The only definition of combat my suggestion would need is any situation where there is a combat action initiated (like a detected pathing action made by an entity with the intention of initiating an attack, or any instance of targeting for attack). Combat would end after a few ticks with no combat actions. As far as I can think right now, there wouldn't need to be any more specific a definition than that.
Well, that might work...I'm still doubtful about if time slowing down every time something attacked something else would be good, but at least you've got something workable.
It is a clear fact that the dwarves don't have 30 lunches and naps per month, so it's obvious that there's some kind of compression/abstraction going on already[1]. With 12 minutes to move a tile, a dwarf would need an hour just to walk around a table[2]. It becomes clear that you can't have any complex combat manoeuvres with that speed[3].
1. So? Why should dwarves even have circadium rhythms based on the rising and setting of a sun that they almost never see?
2. 48 minutes =/= 1 hour, and that's assuming they don't just walk over the table...and that tiles are table-sized...and that you're ignoring various issues with tile-based movement...
3. Why not? Personally, I like the way it is now. IRL, battles (or at least sieges) could last for days, and the current system allows even little skirmishes to feel epic, not to mention you can easily get through the fort's first year in a couple hours, tops (assuming real life doesn't intervene too much...) Personally, little details like "three meals a solar day" and "fights last only a few minutes" aren't worth taking 72x as long to get anywhen, so I'd probably (almost?) never willingly use the A-M speed.
1. It's not a deliberate design choice, but a way to cope with the notion that it's not desireable to model every breakfast for gameplay reasons. Elves and humans run on the same system, and it can't be ignored there either. In any case that's just an obvious way to see that time is already compressed in fortress mode; another would be the lack of day and night.
Alright, so instead you want to model every breakfast. Intriguing.
Sorry if this is misrepresenting your ideas.
2. Assuming a chair included, both of which are tile-sized in the game, and tile-based movement is the only thing available. But alright, let's say "a quick walk around a 3*3 bedroom", to check the engravings for example: that would take 96 minutes.
First off, saying that "The way movement is tracked in the game proves that it takes an hour to walk around a table" (your quote, more or less, and also off by 12 minutes) is like saying that "The way falling is tracked in the game proves that goblins fall a story, stop, fall another story, and so on until they hit the ground and explode." Second off, alright, maybe walking around a bedroom in an hour and a half is unreasonable, but it never ruins immersion for me. And figuring out a
good "amount of time it should take" more or less requires figuring out how big a tile is. So how big do you think a tile is?

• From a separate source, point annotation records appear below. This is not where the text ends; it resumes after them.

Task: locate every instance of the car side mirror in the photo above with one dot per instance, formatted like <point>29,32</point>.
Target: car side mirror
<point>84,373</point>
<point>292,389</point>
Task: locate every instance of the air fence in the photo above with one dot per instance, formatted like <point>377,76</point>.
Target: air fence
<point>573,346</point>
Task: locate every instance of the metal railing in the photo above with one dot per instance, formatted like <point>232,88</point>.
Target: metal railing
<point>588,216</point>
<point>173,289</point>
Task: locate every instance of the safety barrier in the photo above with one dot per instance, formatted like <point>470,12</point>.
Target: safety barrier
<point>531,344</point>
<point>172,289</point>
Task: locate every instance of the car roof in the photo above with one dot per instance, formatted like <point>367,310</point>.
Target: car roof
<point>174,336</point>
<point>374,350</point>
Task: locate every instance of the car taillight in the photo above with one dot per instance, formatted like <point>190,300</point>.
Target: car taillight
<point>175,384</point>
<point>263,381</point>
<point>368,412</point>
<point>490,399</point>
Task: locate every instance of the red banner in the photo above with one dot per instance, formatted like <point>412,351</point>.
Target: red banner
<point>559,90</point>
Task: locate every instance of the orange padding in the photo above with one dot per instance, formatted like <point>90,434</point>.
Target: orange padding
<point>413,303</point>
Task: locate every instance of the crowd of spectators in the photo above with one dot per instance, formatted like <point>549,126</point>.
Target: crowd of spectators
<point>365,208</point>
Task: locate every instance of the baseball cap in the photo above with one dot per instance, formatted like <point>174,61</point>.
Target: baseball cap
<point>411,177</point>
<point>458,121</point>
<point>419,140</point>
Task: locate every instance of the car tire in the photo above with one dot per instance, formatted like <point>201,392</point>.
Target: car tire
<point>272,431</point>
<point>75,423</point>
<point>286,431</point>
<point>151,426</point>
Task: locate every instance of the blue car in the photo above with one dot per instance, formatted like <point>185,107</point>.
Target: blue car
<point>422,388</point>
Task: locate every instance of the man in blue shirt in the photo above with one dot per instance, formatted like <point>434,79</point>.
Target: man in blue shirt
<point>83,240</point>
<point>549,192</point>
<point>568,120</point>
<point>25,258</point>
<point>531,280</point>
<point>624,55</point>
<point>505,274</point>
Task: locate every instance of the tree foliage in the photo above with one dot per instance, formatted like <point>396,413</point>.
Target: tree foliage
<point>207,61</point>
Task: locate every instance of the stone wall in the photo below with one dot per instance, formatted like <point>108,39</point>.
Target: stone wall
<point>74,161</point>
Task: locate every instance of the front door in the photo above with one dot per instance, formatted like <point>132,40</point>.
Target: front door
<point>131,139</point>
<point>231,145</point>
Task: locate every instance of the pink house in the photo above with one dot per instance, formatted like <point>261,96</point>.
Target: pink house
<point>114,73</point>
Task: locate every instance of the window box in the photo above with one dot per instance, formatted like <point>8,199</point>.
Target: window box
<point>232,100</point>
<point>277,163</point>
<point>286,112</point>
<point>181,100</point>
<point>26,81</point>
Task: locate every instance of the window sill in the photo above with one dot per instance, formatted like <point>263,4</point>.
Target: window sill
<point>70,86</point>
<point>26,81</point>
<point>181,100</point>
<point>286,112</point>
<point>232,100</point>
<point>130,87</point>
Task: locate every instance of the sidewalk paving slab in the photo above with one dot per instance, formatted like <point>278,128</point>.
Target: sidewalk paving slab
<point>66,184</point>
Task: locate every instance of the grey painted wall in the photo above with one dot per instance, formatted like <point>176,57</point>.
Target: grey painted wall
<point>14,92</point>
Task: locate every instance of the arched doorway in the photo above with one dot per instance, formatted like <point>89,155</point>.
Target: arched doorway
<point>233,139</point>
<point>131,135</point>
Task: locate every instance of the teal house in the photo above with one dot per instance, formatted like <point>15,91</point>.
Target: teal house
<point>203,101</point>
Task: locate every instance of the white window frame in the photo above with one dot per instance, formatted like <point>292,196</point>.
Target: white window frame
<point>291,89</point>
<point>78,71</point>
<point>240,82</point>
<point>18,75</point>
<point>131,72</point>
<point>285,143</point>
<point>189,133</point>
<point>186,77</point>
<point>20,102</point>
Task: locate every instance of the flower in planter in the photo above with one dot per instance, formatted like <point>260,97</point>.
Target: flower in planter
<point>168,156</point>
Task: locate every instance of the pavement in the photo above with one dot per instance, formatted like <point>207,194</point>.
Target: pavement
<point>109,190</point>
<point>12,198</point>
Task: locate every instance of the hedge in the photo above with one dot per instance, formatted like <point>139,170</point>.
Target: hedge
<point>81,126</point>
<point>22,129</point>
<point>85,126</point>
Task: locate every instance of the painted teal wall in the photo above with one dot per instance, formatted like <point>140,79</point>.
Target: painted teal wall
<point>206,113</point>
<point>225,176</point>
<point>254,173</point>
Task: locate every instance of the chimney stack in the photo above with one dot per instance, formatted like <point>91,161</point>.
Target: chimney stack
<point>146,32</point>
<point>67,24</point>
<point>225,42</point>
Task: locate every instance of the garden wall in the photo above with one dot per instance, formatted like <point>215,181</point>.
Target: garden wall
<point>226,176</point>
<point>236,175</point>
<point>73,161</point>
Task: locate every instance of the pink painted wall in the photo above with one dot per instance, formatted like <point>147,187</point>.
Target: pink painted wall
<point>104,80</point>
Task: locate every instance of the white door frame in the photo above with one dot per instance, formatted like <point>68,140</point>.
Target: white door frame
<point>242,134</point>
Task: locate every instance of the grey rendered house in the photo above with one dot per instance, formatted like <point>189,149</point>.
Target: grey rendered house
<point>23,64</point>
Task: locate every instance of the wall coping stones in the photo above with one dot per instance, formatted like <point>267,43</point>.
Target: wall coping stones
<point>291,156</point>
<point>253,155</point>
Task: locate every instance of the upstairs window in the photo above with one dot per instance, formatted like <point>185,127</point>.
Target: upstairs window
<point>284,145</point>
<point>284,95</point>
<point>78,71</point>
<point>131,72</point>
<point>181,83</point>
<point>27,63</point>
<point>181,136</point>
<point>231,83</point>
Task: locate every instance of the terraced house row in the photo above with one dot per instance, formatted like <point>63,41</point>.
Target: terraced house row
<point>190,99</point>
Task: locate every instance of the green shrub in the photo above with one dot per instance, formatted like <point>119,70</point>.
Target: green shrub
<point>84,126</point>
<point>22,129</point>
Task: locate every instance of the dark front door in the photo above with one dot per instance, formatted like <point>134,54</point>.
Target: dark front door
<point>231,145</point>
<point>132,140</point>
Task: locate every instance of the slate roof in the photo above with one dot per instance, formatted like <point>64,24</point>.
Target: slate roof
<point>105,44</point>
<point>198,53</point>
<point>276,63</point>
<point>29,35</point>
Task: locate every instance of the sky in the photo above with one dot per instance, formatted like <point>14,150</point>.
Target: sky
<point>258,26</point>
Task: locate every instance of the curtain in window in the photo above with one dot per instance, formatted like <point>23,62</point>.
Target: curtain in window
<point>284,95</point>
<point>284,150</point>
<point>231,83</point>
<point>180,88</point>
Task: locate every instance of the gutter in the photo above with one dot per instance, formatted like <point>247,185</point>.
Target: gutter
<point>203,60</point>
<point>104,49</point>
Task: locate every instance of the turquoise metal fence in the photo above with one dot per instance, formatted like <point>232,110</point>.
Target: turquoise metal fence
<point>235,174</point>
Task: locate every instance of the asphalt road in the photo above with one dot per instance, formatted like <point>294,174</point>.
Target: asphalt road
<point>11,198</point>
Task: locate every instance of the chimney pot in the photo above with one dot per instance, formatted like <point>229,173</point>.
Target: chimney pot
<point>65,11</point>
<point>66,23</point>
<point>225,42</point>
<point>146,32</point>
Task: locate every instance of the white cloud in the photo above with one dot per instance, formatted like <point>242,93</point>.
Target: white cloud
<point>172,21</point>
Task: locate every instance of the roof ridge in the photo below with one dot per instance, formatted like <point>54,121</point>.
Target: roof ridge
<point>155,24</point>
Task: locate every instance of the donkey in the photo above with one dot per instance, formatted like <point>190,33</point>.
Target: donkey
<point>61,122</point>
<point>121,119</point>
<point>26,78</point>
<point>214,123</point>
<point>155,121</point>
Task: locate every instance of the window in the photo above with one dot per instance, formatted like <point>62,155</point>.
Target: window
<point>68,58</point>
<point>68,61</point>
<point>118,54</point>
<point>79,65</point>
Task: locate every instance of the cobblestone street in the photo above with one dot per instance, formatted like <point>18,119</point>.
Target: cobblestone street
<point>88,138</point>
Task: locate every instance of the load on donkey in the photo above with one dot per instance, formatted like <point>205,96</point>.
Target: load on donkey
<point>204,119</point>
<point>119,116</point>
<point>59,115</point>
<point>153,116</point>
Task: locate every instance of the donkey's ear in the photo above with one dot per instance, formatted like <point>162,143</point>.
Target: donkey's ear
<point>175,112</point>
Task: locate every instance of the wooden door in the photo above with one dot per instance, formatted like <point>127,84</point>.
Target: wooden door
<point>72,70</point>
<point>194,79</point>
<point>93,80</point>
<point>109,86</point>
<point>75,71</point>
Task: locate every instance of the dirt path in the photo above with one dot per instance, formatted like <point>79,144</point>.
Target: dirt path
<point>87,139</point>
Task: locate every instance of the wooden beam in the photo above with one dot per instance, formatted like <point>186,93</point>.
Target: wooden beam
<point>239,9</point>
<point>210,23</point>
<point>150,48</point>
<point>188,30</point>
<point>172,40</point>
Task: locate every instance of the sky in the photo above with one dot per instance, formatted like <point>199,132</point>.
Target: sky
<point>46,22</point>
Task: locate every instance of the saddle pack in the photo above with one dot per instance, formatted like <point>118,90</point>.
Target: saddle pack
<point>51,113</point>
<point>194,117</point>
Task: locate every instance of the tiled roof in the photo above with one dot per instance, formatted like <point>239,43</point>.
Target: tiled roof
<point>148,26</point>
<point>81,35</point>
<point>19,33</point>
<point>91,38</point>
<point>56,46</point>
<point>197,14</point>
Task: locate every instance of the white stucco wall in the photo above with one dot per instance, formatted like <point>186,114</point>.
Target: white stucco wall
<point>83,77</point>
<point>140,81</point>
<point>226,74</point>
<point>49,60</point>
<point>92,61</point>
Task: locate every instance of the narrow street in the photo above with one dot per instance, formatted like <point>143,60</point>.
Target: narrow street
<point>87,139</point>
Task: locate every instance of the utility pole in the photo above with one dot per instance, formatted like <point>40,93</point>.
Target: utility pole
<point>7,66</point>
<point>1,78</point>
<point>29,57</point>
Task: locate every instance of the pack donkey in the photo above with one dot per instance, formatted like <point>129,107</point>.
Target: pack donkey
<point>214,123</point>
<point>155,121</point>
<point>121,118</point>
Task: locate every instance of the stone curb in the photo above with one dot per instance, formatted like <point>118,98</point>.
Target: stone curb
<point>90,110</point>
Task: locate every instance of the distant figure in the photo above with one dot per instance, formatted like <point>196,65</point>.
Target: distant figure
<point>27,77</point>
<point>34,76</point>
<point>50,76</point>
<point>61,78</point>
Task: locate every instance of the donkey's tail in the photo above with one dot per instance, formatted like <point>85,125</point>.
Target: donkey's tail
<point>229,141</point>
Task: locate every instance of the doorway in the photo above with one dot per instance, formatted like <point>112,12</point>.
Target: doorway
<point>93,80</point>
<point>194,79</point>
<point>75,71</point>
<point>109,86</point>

3. The situation as it is has been perfectly adequate up till now, but only because interaction with the outside world was negligible. We only got one caravan per season, mostly irrelevant diplomat meetings and invasions that came like clockwork and were randomly generated on the spot. If we are to have as much interaction with the outside world as Toady intends, the synchronisation of fortress and overland actions needs to be implemented adequately. He was aware of the potential problems it would cause years ago already.
How, exactly, is this an issue again? A messenger comes, takes [maybe 100 tiles from edge to fort, times 12 minutes per tile] about a day for a messenger to go from "Hey! There's a messenger out there!" to "Excuse me, sir, but our village is under attack," assuming no "running or jogging for faster movement" thing gets implemented. Seems reasonable. Yeah, getting the militia organized enough to go anywhere could currently take a week, but that's a separate problem that needs to be solved. Your idea is roughly akin to solving the issue of a leaky rook by putting several layers of cloth over the spot on your roof--sure, there isn't a leaky roof anymore, but there's more problems now, and you'll need to get that leak fixed sooner or later anyways.